During an assessment under our new approach
Date of assessment: 28 October to 21 November 2025. Fernery House is a residential care home for people with a learning disability and autistic people. This service is registered to accommodate up to 7 people. At the time of the assessment there were 6 people living there.
At the last inspection, the service was rated requires improvement and found to be in breach of 4 legal regulations. At this assessment we found that although the provider had made some improvements in areas identified by us and set down in their action plan, these had not consistently been sustained and embedded. The service remained in breach of regulations in relation to safe care and treatment, staffing, the way they gained people’s consent and assessed their mental capacity to consent and good governance. We identified an additional breach of legal regulation in relation to person centred care. The provider must send us an action plan detailing how they will address these breaches.
We assessed the service against ‘Right support, right care, right culture’ guidance to make judgments about whether the provider guaranteed people with a learning disability and autistic people respect, equality, dignity, choices, independence and good access to local communities that most people take for granted. The service did not consistently uphold these principles.
Care documentation was fragmented due to the transition to electronic records, and risk assessments were not always reviewed or updated, although work was in progress to complete these actions.

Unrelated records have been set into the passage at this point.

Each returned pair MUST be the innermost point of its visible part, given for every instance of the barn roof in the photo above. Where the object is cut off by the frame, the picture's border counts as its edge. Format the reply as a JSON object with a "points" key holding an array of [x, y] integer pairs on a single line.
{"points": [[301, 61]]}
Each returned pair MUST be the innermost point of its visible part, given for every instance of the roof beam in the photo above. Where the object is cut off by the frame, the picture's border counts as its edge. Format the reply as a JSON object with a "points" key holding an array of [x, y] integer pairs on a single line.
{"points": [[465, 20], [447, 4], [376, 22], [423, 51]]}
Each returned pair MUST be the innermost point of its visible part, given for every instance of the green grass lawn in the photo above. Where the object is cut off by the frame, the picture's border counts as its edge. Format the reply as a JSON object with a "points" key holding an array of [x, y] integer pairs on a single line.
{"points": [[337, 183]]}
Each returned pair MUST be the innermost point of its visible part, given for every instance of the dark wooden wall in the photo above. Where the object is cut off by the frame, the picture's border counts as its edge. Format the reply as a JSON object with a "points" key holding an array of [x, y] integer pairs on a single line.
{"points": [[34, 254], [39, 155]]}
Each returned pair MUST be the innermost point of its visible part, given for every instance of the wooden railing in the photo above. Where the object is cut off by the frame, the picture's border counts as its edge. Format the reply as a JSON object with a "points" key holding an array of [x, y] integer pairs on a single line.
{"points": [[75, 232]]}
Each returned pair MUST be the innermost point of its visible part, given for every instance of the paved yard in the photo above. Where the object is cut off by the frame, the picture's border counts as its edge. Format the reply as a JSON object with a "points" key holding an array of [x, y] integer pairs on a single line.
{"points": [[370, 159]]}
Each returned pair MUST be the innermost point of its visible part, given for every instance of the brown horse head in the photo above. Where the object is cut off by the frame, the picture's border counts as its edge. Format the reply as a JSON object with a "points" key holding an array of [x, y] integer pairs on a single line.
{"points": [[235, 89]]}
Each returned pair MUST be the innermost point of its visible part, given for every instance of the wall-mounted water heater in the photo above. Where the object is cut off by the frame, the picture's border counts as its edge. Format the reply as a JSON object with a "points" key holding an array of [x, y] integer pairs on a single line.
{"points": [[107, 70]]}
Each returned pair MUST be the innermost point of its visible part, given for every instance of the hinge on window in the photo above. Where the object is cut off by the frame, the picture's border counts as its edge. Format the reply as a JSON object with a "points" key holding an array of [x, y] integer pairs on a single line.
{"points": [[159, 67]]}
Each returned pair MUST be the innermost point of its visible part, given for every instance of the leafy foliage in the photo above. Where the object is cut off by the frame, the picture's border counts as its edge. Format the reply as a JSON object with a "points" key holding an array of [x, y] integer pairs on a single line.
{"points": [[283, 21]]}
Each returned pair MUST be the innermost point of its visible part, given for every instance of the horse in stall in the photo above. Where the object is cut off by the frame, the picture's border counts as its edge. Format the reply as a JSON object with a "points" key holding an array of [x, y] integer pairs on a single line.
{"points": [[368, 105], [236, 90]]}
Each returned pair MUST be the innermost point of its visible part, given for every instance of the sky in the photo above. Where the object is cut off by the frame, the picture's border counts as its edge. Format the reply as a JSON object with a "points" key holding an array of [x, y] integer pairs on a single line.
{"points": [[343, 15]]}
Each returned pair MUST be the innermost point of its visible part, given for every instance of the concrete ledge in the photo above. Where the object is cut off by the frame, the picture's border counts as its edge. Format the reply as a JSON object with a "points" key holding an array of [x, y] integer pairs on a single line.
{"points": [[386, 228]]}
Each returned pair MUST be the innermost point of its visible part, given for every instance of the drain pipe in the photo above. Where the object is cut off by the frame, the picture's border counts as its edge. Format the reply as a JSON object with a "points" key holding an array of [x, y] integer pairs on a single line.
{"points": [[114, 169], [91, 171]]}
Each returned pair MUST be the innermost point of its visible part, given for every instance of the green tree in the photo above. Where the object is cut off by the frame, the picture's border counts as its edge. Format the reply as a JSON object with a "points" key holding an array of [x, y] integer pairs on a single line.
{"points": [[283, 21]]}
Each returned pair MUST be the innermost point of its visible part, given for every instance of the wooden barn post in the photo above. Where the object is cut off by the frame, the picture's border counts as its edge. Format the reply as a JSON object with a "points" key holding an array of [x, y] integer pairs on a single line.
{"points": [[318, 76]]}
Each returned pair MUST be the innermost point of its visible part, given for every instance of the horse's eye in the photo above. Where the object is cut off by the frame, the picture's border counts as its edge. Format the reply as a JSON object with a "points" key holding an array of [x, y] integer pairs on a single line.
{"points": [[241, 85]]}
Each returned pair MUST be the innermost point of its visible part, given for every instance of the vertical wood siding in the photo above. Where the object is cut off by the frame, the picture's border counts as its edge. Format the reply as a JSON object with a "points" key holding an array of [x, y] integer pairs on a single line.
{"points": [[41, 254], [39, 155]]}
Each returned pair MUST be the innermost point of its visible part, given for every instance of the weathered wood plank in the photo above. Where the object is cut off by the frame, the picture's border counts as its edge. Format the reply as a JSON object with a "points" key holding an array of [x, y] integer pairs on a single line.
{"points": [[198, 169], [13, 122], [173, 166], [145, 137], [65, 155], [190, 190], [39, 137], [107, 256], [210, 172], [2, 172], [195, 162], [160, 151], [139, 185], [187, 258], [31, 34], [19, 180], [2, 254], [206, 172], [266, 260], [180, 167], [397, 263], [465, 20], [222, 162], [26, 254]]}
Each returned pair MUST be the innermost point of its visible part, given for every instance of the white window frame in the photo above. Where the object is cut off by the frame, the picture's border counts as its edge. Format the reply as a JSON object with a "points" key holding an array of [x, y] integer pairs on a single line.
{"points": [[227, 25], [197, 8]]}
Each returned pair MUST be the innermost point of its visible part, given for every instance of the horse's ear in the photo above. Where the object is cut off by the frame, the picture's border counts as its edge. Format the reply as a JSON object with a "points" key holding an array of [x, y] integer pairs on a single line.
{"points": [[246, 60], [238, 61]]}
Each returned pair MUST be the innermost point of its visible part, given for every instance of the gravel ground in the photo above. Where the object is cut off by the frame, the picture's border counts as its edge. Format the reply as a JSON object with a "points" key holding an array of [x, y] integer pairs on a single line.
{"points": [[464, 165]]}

Safeguarding systems lacked robust oversight, and restrictive practices were not consistently reviewed in line with the Mental Capacity Act. Environmental safety required urgent attention, with some outstanding fire safety actions and poor maintenance in various areas of the home. Recruitment checks were incomplete, and gaps in records related to staff training and qualifications continued, including the Care Certificate, refresher courses in key areas such as dysphagia (swallowing difficulties) and mandatory autism training.
While medicines were generally managed safely, improvements were needed in areas of quality monitoring such as audits and staff competency updates. Infection prevention and control procedures required improvement, and staff did not consistently follow best practice.
Governance systems were ineffective, with audits failing to identify or address key areas. Leadership instability impacted continuity of care and progress on improvements.
Although some positive outcomes were achieved for people, these were not experienced consistently across the service. Opportunities for independence and meaningful engagement were limited for some people, and care plans and goals were not regularly reviewed.